In this experiment, the relationship between hallucination-proneness and verbal spatial source monitoring in healthy adults was tested. Overall, the results of this experiment do not provide support for the application of the source monitoring account to verbal spatial source monitoring in healthy adults. Regarding the first research question, HP score in the auditory modality did not have a significant relationship with spatial source discriminability or bias. There was no evidence for an increased spatial externalisation bias amongst high-HP adults as predicted by the source monitoring account, nor was there evidence for a bi-directional bias as reported by Stephane and colleagues (2010) in their sample of PwS-AVH+. These results thus align with those of Garrison and colleagues (2017) and those of McKague and colleagues (2012), who also found no evidence for a relationship between HP and spatial source discriminability or bias in healthy adults. By contrast, previous studies have found a relationship between HP in healthy adults and verbal source monitoring along the agentic source dimension (Larøi et al., 2004). The results of the current study thus indicate that, unlike agentic source, spatial source may not be a salient cognitive dimension of subclinical AVH-like experiences in the healthy population.
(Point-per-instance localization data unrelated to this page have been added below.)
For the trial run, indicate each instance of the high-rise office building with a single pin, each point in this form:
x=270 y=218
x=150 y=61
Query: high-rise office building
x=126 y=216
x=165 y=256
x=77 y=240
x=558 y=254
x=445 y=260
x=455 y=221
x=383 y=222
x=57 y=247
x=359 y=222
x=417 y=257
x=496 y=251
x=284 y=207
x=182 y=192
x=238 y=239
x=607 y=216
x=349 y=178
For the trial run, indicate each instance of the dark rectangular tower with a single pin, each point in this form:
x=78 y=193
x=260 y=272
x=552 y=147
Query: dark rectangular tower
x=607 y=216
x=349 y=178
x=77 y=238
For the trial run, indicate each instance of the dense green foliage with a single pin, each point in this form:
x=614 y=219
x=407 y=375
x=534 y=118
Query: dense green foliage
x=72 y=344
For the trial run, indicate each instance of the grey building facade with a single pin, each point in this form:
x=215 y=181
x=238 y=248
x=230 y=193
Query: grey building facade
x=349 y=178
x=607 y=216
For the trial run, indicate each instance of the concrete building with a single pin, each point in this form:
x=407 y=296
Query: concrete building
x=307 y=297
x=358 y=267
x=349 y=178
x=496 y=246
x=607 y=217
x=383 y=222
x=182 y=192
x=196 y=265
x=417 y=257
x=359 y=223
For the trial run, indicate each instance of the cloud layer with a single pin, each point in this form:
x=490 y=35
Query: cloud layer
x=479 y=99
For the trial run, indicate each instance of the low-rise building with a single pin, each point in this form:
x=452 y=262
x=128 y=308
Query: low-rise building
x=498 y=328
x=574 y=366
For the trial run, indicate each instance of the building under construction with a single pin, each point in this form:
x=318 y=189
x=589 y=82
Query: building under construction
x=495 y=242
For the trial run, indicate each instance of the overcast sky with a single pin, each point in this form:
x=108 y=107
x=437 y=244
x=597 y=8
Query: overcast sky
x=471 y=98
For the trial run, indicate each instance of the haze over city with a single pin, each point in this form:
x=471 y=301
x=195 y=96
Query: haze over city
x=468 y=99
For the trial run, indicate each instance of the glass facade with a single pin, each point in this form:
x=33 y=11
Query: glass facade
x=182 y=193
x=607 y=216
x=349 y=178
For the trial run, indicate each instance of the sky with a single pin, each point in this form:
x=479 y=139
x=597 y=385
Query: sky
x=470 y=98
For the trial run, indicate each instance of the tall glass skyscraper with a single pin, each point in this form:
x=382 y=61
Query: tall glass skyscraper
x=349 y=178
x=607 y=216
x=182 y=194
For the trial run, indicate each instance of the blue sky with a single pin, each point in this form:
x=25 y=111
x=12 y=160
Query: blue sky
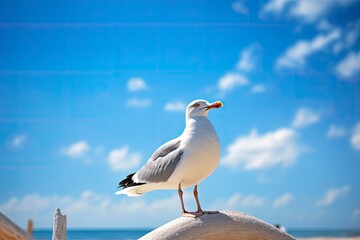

Because a spatial source monitoring bias is associated with AVH presentation amongst people with psychotic disorders (e.g., Franck et al., 2000), the lack of a relationship between HP and a verbal spatial source monitoring bias in healthy adults may have clinical significance. As discussed in the Introduction, studying HP in healthy adults has the potential to reveal which characteristics of AVHs can be used to distinguish clinical and subclinical AVHs. Given that some subclinical psychotic experiences develop into psychosis (van Os et al., 2009), the presence of a spatial source monitoring bias in a hallucination-prone healthy adult could potentially be useful as a clinical predictor of the development of psychosis. Thus, the continuum account of psychosis is not supported here due to the lack of evidence for a verbal spatial source monitoring bias, a result which has potential clinical significance for the identification of at-risk individuals with subclinical AVH-like experiences.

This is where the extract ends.